L'universo degli antichi era: unico, chiuso, finito, fatto di sfere concentriche, con la Terra al centro
di tutto, diviso in mondo sopralunare (costituito da etere) e mondo sublunare (formato da terra,
acqua, aria e fuoco).
GALILEO GALILEI

La vita di Galilei è divisa in 4 periodi, distinguibili in base ai testi che scrisse:

- Periodo pisano, durante il quale abbandona gli studi di medicina, in quanto di basavano su testi di
autorità, piuttosto che sull'osservazione, ed iniziò i suoi studi di matematica. Già in questo periodo è
convinto che la matematica sia lo strumento più efficace per conoscere la natura.

- Periodo padovano, gli anni più fecondi per le sue osservazioni con il cannocchiale e scrisse nel 1610 il
"Siderius Nuncius".

- Periodo fiorentino, in questo periodo professò apertamente le sue dottrine. E' il periodo in cui scrive "La
lettera a don Benedetto Castelli" nel 1613 e a Cristina di Lorena nel 1615, dove cercava di spiegare che le
sue idee non erano incompatibili con la fede. Infatti operò una distinzione tra fede e ragione e tra scrittura
sacra e natura. Nel 1623 pubblica il "Saggiatore" nel quale inizia ad affermare il carattere matematico della
natura.
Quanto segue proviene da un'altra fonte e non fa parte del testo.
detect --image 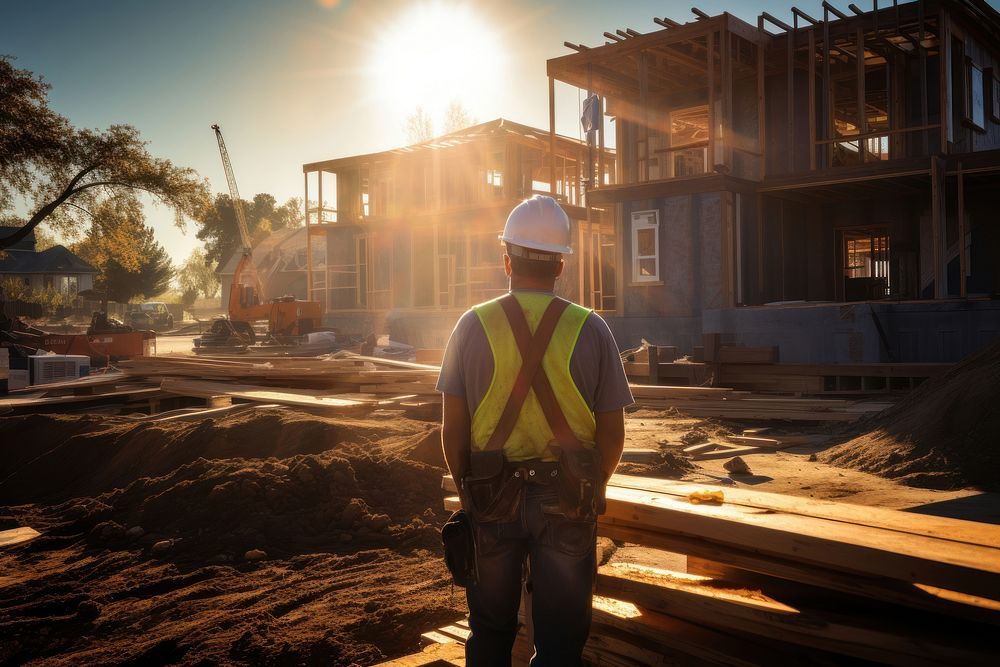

Nel 1616 subisce il primo processo che si concluse con un'ammonizione voluta da Bellarmino
mentre nel 1632 pubblica il "Dialogo sopra i due massimi sistemi" che gli costò nel 1633 un altro processo
nel quale abiura.

- Periodo di arcetri, quando si ritira dopo il suo secondo processo e muore cieco nel 1642.

Galilei aveva intuito la verità del copernicanesimo fin dall'inizio dei suoi studi e in seguito, grazie all'uso del
telescopio, egli pervenne ad alcune importanti scoperte, comunicate nel "Sidereus nuncius" nel 1610.

Il "Dialogo sopra i due massimi sistemi del mondo" venne scritto in forma dialogica e in fiorentino, per
diffondere l'opera. Galileo ha bisogno di personaggi dietro cui nascondersi per pubblicare le sue tesi, in
quanto sarebbe entrato in collisione con la chiesa, che aveva paura che cambiasse il modo di vedere il
mondo e di mettere in discussione che Dio fosse perfetto. Dunque sceglie Simplicio dalla mentalità
conservatrice e tradizionalista, per rappresentare il papa Urbano VIII; Salviati che incarna l'intelligenza
anticonformista, per rappresentare Copernico; Sagredo che rappresenta un tipo di personalità portata a
simpatizzare entrambe le dottrine. Il dialogo è diviso in 4 giornate:

1) Galilei pone sotto accusa la distinzione aristotelica tra l mondo celeste e quello terrestre;

2) è dedicata alla confutazione degli argomenti contro il moto della Terra;

3) viene dimostrato il moto di rotazione della Terra;

4) Galilei espone la sua dottrina delle maree.

Nella lettera a Don Benedetto Castelli , Galilei parla di sensate esperienze e necessarie dimostrazioni: la
prima indica il momento osservativo-induttivo della scienza o momento sperimentale; la seconda indica i
ragionamenti logici condotti su base matematica che portano a delle ipotesi in seguito da verificare. Nel
primo caso si parla di induzione, cioè dall'osservazione si scoprono le leggi che regolano i fenomeni; nel
secondo caso si parla di deduzione, che si basa più sui ragionamenti.